Als er den Wachsabdruck dicht neben den Blutfleck hielt, brauchte man kein Vergrößerungsglas, um zu sehen, daß beide unzweifelhaft von demselben Daumen stammten. Für mich war erwiesen, daß unser unglücklicher Klient verloren war.

»Das ist endgültig«, sagte Lestrade.

»Ja, das ist endgültig«, echote ich unwillkürlich.
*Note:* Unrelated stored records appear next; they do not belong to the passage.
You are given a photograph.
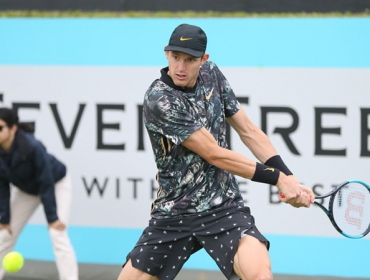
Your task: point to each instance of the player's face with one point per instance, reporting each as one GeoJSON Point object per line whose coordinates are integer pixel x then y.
{"type": "Point", "coordinates": [6, 135]}
{"type": "Point", "coordinates": [184, 68]}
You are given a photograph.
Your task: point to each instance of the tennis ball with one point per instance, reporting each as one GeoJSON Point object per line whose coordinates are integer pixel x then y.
{"type": "Point", "coordinates": [13, 262]}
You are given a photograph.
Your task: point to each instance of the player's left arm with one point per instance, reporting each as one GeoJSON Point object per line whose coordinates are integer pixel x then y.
{"type": "Point", "coordinates": [252, 136]}
{"type": "Point", "coordinates": [261, 147]}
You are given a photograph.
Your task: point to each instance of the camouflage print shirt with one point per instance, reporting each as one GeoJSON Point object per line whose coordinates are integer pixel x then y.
{"type": "Point", "coordinates": [187, 183]}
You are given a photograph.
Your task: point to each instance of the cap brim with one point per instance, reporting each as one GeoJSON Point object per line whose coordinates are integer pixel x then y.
{"type": "Point", "coordinates": [184, 50]}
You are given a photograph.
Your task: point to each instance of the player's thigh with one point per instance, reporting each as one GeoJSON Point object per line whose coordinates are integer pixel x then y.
{"type": "Point", "coordinates": [131, 273]}
{"type": "Point", "coordinates": [252, 260]}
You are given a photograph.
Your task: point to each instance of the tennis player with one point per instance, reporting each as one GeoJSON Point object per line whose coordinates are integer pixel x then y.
{"type": "Point", "coordinates": [38, 178]}
{"type": "Point", "coordinates": [199, 204]}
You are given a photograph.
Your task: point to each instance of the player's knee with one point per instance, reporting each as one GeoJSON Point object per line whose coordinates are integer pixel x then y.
{"type": "Point", "coordinates": [264, 275]}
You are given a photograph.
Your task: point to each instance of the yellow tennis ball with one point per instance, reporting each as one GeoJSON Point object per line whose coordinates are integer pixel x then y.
{"type": "Point", "coordinates": [13, 262]}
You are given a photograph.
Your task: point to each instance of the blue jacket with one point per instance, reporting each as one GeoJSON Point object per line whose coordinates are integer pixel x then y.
{"type": "Point", "coordinates": [29, 167]}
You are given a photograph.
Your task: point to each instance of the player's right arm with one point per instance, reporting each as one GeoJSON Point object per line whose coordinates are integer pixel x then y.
{"type": "Point", "coordinates": [204, 144]}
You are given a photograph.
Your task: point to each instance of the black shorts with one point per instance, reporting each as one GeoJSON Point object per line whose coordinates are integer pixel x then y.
{"type": "Point", "coordinates": [166, 244]}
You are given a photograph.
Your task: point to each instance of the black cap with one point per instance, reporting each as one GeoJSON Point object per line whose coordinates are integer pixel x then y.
{"type": "Point", "coordinates": [189, 39]}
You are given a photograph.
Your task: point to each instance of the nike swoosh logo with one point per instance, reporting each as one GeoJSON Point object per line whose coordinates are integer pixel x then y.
{"type": "Point", "coordinates": [209, 95]}
{"type": "Point", "coordinates": [185, 39]}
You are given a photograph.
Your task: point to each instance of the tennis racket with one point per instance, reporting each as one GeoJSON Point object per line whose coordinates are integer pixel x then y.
{"type": "Point", "coordinates": [349, 208]}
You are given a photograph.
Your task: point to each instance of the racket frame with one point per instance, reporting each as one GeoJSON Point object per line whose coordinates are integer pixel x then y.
{"type": "Point", "coordinates": [329, 212]}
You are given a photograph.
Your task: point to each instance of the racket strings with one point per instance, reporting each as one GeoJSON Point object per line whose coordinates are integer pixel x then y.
{"type": "Point", "coordinates": [351, 209]}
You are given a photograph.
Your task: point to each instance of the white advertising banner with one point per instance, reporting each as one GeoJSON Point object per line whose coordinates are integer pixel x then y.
{"type": "Point", "coordinates": [90, 118]}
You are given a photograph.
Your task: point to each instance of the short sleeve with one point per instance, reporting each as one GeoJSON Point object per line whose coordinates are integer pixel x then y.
{"type": "Point", "coordinates": [170, 116]}
{"type": "Point", "coordinates": [231, 104]}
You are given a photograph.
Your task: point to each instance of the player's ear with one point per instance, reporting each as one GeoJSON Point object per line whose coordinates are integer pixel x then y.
{"type": "Point", "coordinates": [205, 58]}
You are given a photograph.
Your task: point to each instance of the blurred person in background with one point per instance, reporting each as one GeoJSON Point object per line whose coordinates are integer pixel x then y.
{"type": "Point", "coordinates": [30, 176]}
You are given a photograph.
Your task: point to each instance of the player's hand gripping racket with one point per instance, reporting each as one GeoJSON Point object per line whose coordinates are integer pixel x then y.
{"type": "Point", "coordinates": [349, 208]}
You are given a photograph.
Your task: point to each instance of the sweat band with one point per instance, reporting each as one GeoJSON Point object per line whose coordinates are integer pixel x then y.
{"type": "Point", "coordinates": [277, 162]}
{"type": "Point", "coordinates": [266, 174]}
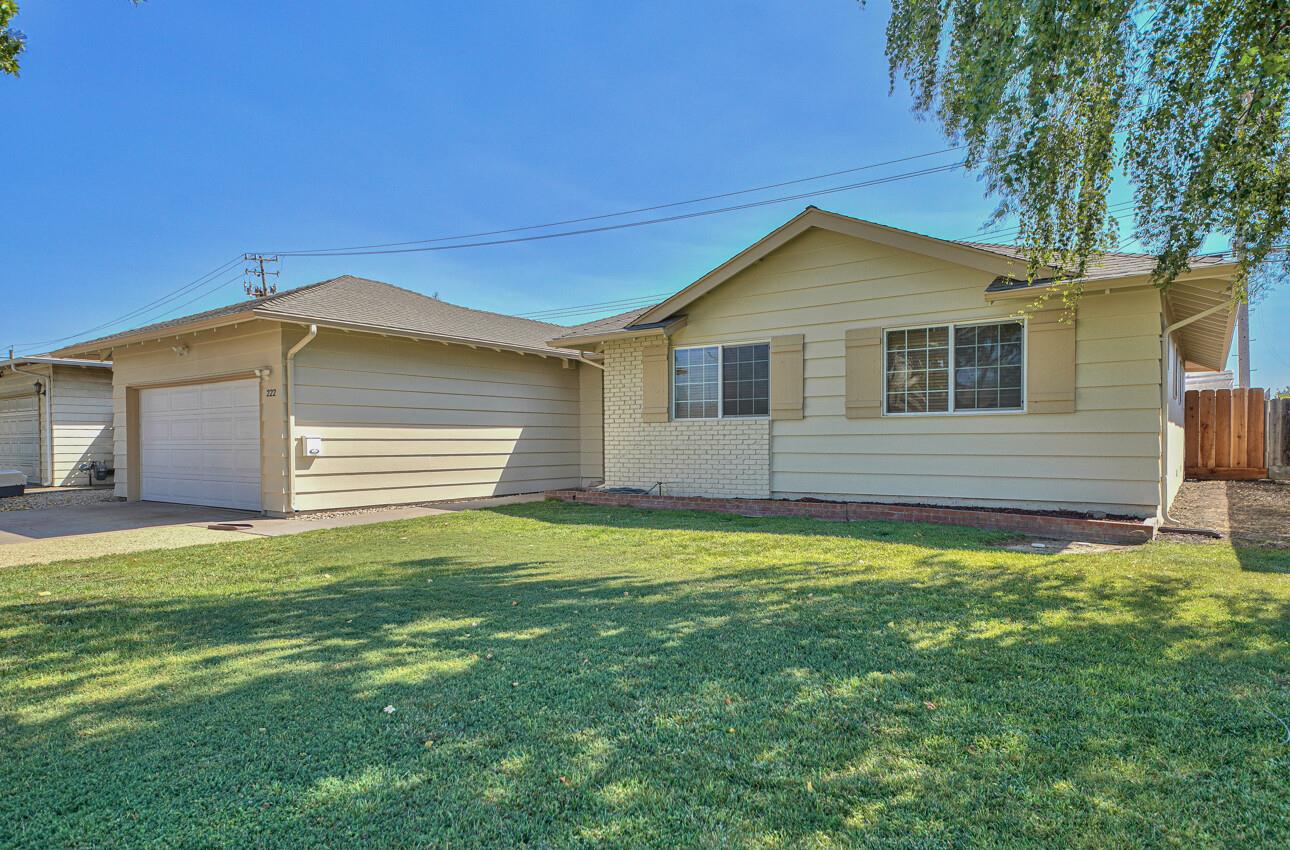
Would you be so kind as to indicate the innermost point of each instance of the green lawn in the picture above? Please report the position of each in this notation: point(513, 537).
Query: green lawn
point(572, 676)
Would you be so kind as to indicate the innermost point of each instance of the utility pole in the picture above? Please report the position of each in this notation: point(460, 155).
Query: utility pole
point(257, 270)
point(1242, 345)
point(1242, 325)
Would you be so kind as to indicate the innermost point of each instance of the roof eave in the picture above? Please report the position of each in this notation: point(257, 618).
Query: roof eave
point(390, 330)
point(1128, 280)
point(57, 361)
point(948, 250)
point(111, 343)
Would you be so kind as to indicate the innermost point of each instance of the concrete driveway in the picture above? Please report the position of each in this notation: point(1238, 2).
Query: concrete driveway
point(43, 535)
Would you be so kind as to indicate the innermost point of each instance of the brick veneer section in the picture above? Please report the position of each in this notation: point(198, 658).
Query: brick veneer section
point(715, 458)
point(1054, 526)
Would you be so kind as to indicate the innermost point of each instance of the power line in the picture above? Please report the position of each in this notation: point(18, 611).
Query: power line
point(137, 311)
point(832, 190)
point(621, 213)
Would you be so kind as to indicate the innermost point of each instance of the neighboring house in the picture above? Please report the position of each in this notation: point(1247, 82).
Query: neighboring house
point(839, 359)
point(56, 415)
point(343, 394)
point(1210, 381)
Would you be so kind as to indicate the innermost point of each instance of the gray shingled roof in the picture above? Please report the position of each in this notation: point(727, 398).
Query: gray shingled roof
point(1101, 267)
point(364, 303)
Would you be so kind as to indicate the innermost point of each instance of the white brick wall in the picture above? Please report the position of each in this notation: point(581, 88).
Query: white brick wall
point(721, 458)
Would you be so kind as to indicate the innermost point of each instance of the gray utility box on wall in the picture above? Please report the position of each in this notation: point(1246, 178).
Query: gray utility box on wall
point(12, 483)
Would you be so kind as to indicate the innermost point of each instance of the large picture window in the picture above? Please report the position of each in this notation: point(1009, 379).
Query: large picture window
point(955, 368)
point(721, 381)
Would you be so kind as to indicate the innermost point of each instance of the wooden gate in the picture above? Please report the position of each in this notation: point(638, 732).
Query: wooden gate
point(1224, 435)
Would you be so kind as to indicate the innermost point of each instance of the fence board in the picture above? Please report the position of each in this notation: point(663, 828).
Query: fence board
point(1191, 430)
point(1223, 430)
point(1254, 417)
point(1224, 434)
point(1237, 430)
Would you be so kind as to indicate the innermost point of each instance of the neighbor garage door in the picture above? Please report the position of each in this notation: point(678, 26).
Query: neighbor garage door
point(200, 444)
point(19, 436)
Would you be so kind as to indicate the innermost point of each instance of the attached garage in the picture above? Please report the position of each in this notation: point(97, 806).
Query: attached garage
point(346, 394)
point(56, 418)
point(19, 435)
point(200, 444)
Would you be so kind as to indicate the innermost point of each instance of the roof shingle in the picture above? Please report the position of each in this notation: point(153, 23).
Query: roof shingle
point(370, 305)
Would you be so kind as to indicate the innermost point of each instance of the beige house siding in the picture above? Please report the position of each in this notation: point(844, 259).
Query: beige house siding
point(406, 421)
point(19, 386)
point(717, 458)
point(221, 354)
point(1104, 455)
point(1177, 439)
point(81, 412)
point(591, 424)
point(75, 427)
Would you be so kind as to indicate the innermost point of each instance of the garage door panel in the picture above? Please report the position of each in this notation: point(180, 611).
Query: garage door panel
point(19, 435)
point(200, 444)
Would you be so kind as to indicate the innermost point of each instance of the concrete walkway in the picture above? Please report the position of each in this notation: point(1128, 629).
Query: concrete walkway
point(112, 528)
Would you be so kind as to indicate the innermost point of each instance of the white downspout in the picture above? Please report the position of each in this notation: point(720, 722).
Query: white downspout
point(45, 439)
point(1164, 404)
point(290, 413)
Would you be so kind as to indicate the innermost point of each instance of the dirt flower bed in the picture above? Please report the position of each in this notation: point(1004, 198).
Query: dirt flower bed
point(1248, 512)
point(39, 499)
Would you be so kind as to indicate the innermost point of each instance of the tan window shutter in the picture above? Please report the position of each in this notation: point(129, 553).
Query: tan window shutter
point(786, 377)
point(1049, 363)
point(654, 379)
point(863, 373)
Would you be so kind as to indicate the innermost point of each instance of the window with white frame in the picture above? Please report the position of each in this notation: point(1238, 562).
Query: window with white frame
point(721, 381)
point(955, 368)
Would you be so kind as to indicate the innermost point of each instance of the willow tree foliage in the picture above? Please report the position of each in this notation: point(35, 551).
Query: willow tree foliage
point(1054, 98)
point(10, 40)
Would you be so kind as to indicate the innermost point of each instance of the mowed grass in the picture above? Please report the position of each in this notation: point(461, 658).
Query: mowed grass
point(572, 676)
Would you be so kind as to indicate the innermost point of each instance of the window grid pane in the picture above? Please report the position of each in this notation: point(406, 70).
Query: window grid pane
point(695, 383)
point(988, 366)
point(746, 381)
point(917, 370)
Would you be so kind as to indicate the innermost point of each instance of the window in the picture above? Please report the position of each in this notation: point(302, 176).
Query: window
point(987, 363)
point(721, 381)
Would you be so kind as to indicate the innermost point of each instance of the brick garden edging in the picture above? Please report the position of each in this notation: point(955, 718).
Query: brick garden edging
point(1121, 532)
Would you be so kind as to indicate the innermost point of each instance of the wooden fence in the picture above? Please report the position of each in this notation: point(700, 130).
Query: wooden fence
point(1277, 435)
point(1224, 435)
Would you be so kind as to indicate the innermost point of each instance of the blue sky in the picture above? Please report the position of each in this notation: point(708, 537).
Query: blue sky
point(146, 146)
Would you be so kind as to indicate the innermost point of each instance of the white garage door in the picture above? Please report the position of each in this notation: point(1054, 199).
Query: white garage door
point(19, 436)
point(200, 444)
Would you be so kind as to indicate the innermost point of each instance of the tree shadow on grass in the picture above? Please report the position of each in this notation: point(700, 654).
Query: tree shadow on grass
point(848, 689)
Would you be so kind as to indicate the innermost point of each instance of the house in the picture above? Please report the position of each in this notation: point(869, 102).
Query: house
point(343, 394)
point(56, 417)
point(839, 359)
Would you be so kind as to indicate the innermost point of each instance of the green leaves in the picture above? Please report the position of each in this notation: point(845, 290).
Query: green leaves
point(12, 41)
point(1055, 98)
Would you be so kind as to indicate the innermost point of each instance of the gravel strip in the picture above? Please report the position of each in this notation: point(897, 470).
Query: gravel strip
point(54, 499)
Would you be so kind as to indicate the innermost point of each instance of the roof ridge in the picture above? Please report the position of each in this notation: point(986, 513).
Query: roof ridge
point(413, 292)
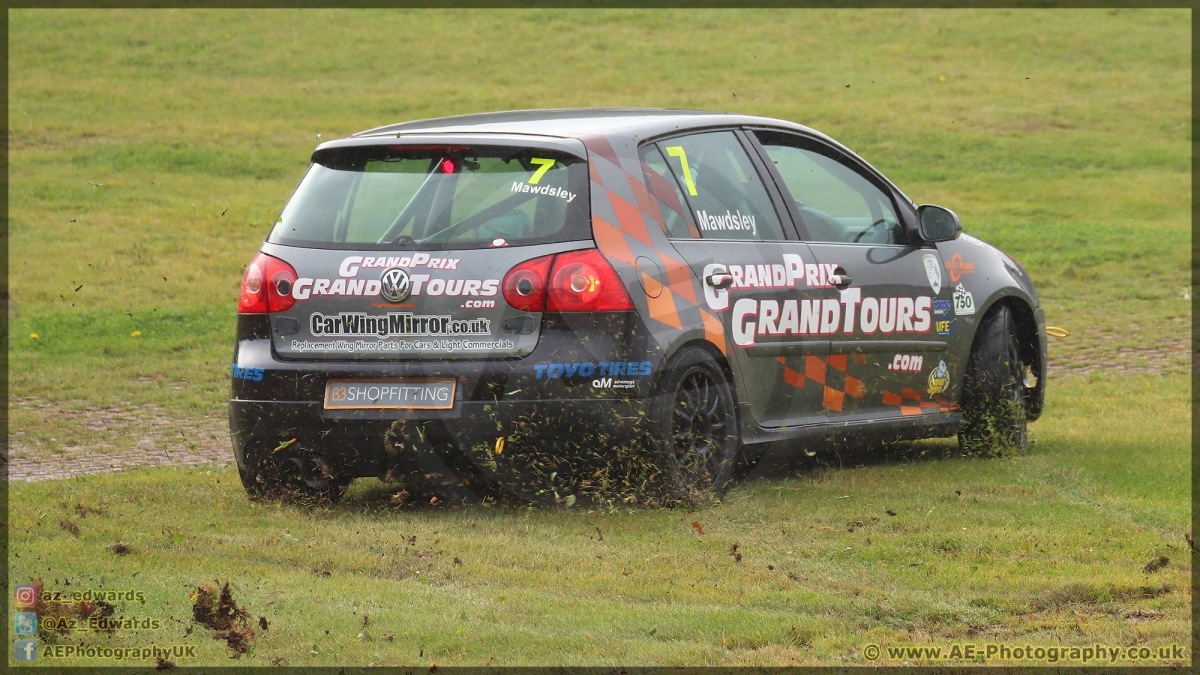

»Es ist endgültig«, sagte Holmes.

Etwas in seiner Stimme ließ mich aufhorchen, und ich wandte mich zu ihm um. Auf seinem Gesicht war eine außerordentliche Veränderung eingetreten. Es krümmte sich vor innerer Fröhlichkeit.

Seine Augen strahlten wie zwei Sterne. Mir schien, er mühte sich verzweifelt, einen Lachkrampf zu unterdrücken.

»Du liebe Zeit! Du liebe Zeit!« sagte er endlich. »Tja, nun, wer hätte das gedacht? Und wie trügerisch die äußere Erscheinung sein kann, wahrhaftig! Wie nett der junge Mann anzusehen war! Dies soll uns eine Lehre sein, unserem eigenen Urteil nicht zu trauen – nicht wahr, Lestrade?«

 

»Jawohl, manche von uns neigen ein wenig dazu, ihrer Sache allzu sicher zu sein, Mr. Holmes«, sagte Lestrade. Die Frechheit dieses Mannes war unerträglich, obwohl wir sie ihm nicht verübeln konnten.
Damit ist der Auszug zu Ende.